Самая большая «денежная» ссора касалась того, следует ли Джону продать свою долю в телешоу и вложить вырученные деньги в мексиканское дело или нет? Каждый раз, когда Пинелли обсуждали этот вопрос, они словно срывались с цепи. При этом обменивались такими эпитетами, какими бы я не наградил даже собаку. В ругани особенно преуспевала Кэти. Она ругалась, как ломовой извозчик. За подобные оскорбления любой другой мужчина давно убил бы ее на месте, а они минут через пятнадцать после ссоры уже мирно дремали.

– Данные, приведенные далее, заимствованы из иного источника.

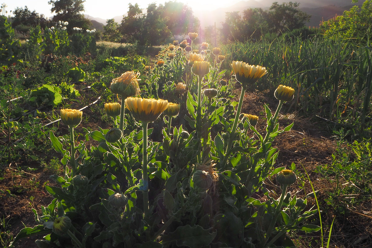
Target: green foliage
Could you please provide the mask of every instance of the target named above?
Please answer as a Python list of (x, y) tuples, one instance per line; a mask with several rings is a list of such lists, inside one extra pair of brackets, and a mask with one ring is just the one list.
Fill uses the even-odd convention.
[(323, 22), (320, 28), (324, 34), (333, 39), (356, 39), (365, 43), (372, 38), (372, 1), (366, 0), (360, 8), (355, 6), (341, 16)]

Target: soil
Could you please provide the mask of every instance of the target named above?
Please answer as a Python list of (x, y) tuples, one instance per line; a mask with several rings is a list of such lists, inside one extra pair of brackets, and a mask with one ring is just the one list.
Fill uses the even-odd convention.
[[(79, 87), (82, 88), (83, 86)], [(234, 92), (237, 96), (235, 99), (237, 101), (240, 95), (240, 89), (238, 88)], [(86, 102), (91, 103), (96, 99), (87, 97)], [(257, 129), (260, 133), (264, 133), (266, 120), (263, 104), (267, 104), (273, 113), (278, 102), (271, 96), (256, 92), (247, 92), (241, 112), (258, 116)], [(70, 107), (79, 108), (81, 106), (77, 102), (73, 103)], [(109, 127), (107, 123), (98, 118), (100, 116), (97, 114), (97, 107), (96, 105), (93, 105), (83, 110), (84, 116), (87, 118), (83, 118), (80, 126), (91, 130), (96, 130), (99, 126), (102, 128)], [(288, 107), (288, 106), (285, 104), (279, 116), (280, 128), (283, 128), (292, 122), (294, 125), (291, 130), (280, 135), (273, 144), (280, 151), (275, 166), (289, 168), (292, 163), (295, 165), (296, 170), (302, 175), (298, 175), (299, 183), (294, 184), (289, 190), (292, 194), (295, 194), (298, 197), (305, 197), (312, 191), (305, 172), (308, 174), (315, 190), (319, 190), (317, 196), (323, 211), (321, 216), (323, 227), (329, 227), (335, 214), (326, 208), (324, 198), (327, 196), (327, 192), (334, 188), (334, 183), (321, 179), (315, 172), (315, 169), (317, 166), (331, 164), (331, 155), (336, 151), (336, 141), (331, 137), (332, 134), (328, 131), (327, 123), (324, 120), (316, 117), (304, 117), (296, 113), (286, 113)], [(77, 128), (76, 132), (84, 133), (81, 128)], [(59, 133), (59, 135), (62, 135), (67, 133), (68, 130), (63, 125), (60, 125), (57, 132)], [(250, 135), (253, 134), (253, 133), (248, 133)], [(58, 157), (58, 155), (51, 153), (48, 156)], [(17, 169), (27, 167), (37, 170), (29, 172), (20, 171)], [(61, 169), (60, 168), (57, 172), (62, 174)], [(49, 178), (52, 174), (37, 162), (27, 165), (12, 163), (6, 169), (0, 185), (0, 215), (4, 216), (5, 222), (11, 227), (10, 234), (13, 237), (25, 226), (33, 226), (36, 224), (32, 208), (40, 213), (41, 207), (47, 206), (52, 200), (44, 187), (46, 184), (53, 185), (52, 181)], [(265, 183), (268, 186), (268, 188), (271, 191), (273, 196), (278, 197), (280, 189), (275, 186), (274, 179), (272, 181), (269, 179)], [(304, 186), (299, 187), (299, 185), (302, 183)], [(8, 190), (10, 194), (7, 193)], [(316, 204), (312, 197), (308, 197), (308, 201), (309, 206)], [(330, 247), (370, 247), (370, 244), (372, 244), (371, 209), (371, 203), (366, 203), (364, 205), (360, 206), (359, 209), (350, 209), (347, 216), (337, 215)], [(314, 223), (320, 225), (317, 216), (314, 216)], [(329, 231), (329, 229), (324, 231), (325, 236), (328, 237)], [(319, 232), (308, 234), (300, 232), (293, 236), (292, 239), (296, 239), (296, 245), (299, 247), (320, 247), (320, 237)], [(41, 238), (34, 236), (25, 239), (21, 241), (17, 247), (36, 247), (35, 240)]]

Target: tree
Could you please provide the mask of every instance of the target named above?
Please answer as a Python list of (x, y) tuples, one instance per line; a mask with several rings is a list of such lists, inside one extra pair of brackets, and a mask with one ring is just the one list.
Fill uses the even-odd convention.
[(106, 22), (107, 24), (103, 27), (103, 40), (112, 42), (119, 42), (121, 35), (118, 29), (119, 24), (115, 22), (113, 18), (108, 20)]
[(69, 33), (74, 27), (81, 28), (83, 30), (90, 28), (92, 22), (80, 13), (84, 11), (83, 4), (85, 1), (85, 0), (50, 0), (48, 3), (53, 6), (51, 11), (56, 13), (53, 20), (68, 21), (67, 30)]

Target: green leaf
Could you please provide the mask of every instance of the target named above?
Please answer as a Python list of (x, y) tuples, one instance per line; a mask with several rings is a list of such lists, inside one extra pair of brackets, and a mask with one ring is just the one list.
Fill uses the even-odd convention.
[(51, 131), (50, 135), (49, 136), (50, 140), (52, 142), (52, 145), (53, 145), (54, 149), (57, 152), (60, 152), (62, 154), (62, 155), (65, 155), (66, 153), (66, 150), (63, 149), (63, 146), (62, 144), (59, 139), (54, 135), (53, 132)]
[(175, 241), (179, 247), (185, 246), (190, 248), (200, 248), (208, 245), (214, 239), (217, 232), (211, 233), (213, 228), (203, 229), (197, 225), (191, 226), (186, 225), (179, 226), (176, 231), (163, 237), (163, 244)]
[(20, 239), (26, 237), (30, 237), (36, 234), (42, 234), (50, 233), (51, 230), (45, 230), (44, 226), (42, 225), (38, 225), (35, 226), (33, 228), (26, 227), (19, 231), (19, 232), (13, 241), (12, 244), (14, 245), (16, 242), (19, 241)]
[(301, 226), (299, 230), (305, 231), (305, 232), (311, 232), (319, 231), (320, 230), (320, 227), (315, 225), (307, 224)]

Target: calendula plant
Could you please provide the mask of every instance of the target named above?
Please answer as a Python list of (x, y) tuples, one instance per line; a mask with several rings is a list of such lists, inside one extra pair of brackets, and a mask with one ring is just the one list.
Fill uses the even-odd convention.
[[(174, 55), (157, 62), (144, 92), (137, 73), (114, 78), (111, 89), (122, 103), (107, 103), (105, 109), (114, 117), (120, 111), (119, 128), (83, 129), (85, 141), (71, 145), (71, 156), (62, 139), (51, 134), (62, 164), (71, 162), (71, 173), (52, 177), (59, 186), (46, 188), (55, 199), (41, 213), (34, 210), (38, 225), (21, 230), (15, 242), (42, 233), (46, 236), (37, 243), (55, 247), (289, 248), (294, 245), (288, 232), (319, 229), (303, 224), (316, 210), (289, 191), (295, 187), (295, 175), (274, 167), (279, 151), (272, 143), (293, 125), (279, 129), (279, 111), (294, 90), (278, 87), (278, 108), (273, 116), (265, 105), (266, 132), (260, 133), (255, 113), (240, 117), (244, 92), (267, 70), (233, 61), (242, 87), (239, 102), (232, 102), (235, 79), (224, 82), (224, 73), (211, 70), (219, 67), (205, 59), (213, 53), (217, 61), (220, 54), (208, 51), (208, 45), (202, 44), (203, 55), (192, 52), (187, 41), (174, 42)], [(178, 64), (173, 62), (177, 58)], [(162, 91), (161, 85), (153, 87), (160, 83), (150, 82), (173, 77), (179, 70), (185, 72), (185, 80), (170, 81)], [(154, 98), (161, 92), (174, 102)], [(129, 112), (125, 117), (125, 107)], [(172, 121), (177, 114), (174, 119), (179, 122)], [(61, 116), (71, 127), (79, 115), (64, 110)], [(90, 139), (96, 144), (87, 149), (83, 144)], [(73, 160), (77, 149), (78, 157)], [(281, 187), (278, 199), (266, 189), (268, 178), (276, 178)]]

Иногда они выясняли, кто талантливее. Однажды Джон сказал жене, что будь у нее даже в пятьдесят раз больше таланта, то и тогда он не стал бы снимать ее даже в массовках. Твердил, что в вестернах даже кобылы обладают большим талантом. А она отвечала, что он превратился в посмешище кинобизнеса. Но через какие-нибудь двадцать минут Пинелли уже нахваливали друг друга.
Самые сильные скандалы возникали по поводу супружеских измен. Тогда оба Пинелли исторгали такие слова, что я подумывал, не съехать ли мне на обочину. Он говорил, что любая шлюха по сравнению с нею Жанна д'Арк и что если бы она записывала свои измены в дневник, книга получилась бы потолще телефонного справочника. Кэти кричала, что в сорок лет он не приобрел элементарного вкуса, готов наброситься лаже на крокодила в юбке, лишь бы объект его ухаживаний отвечал на заигрывания. Супруги начинали перебрасываться именами, латами, названиями городов и отелей, но в конце концов выяснялось, что ни у одного нет доказательств. Джон обзывал Кэти мороженой рыбой, дохлой сукой, тощей жердью, а она его – толстым старым импотентом. Однажды, когда ссора зашла слишком далеко и я подумал, что сейчас он бросится на жену, искра от папиросы упала ей на запястье. Кэти закричала так, будто лишилась руки. Джон стал утешать и ласкать ее, а она плакала и выла, пока я не подъехал к аптеке. Пинелли быстро вернулся с четырьмя различными снадобьями от ожогов и сделал жене такую основательную повязку, словно у нее был перелом.
Странные отношения у них были.
В мотеле к западу от Монтгомери, в штате Алабама, произошло еще одно событие. Было не по сезону тепло. Вокруг пустого бассейна стояли стулья. Перед ужином я сидел в теплых сумерках. Кэти подошла сзади, Дружески дотронулась до плеча и села рядом. Она сказала, что Джон спит, и в первый раз назвала меня Кирби. Кэти излучала столько теплоты и очарования, что казалось, будто я попал под душ от горячего шоколада. Мы просидели у бассейна по меньшей мере два часа. Она вытянула из меня все, что могла. Я рассказал о Кирби Палмере Стассене от начала до конца. Кэти дала мне возможность почувствовать себя самым интересным человеком в мире.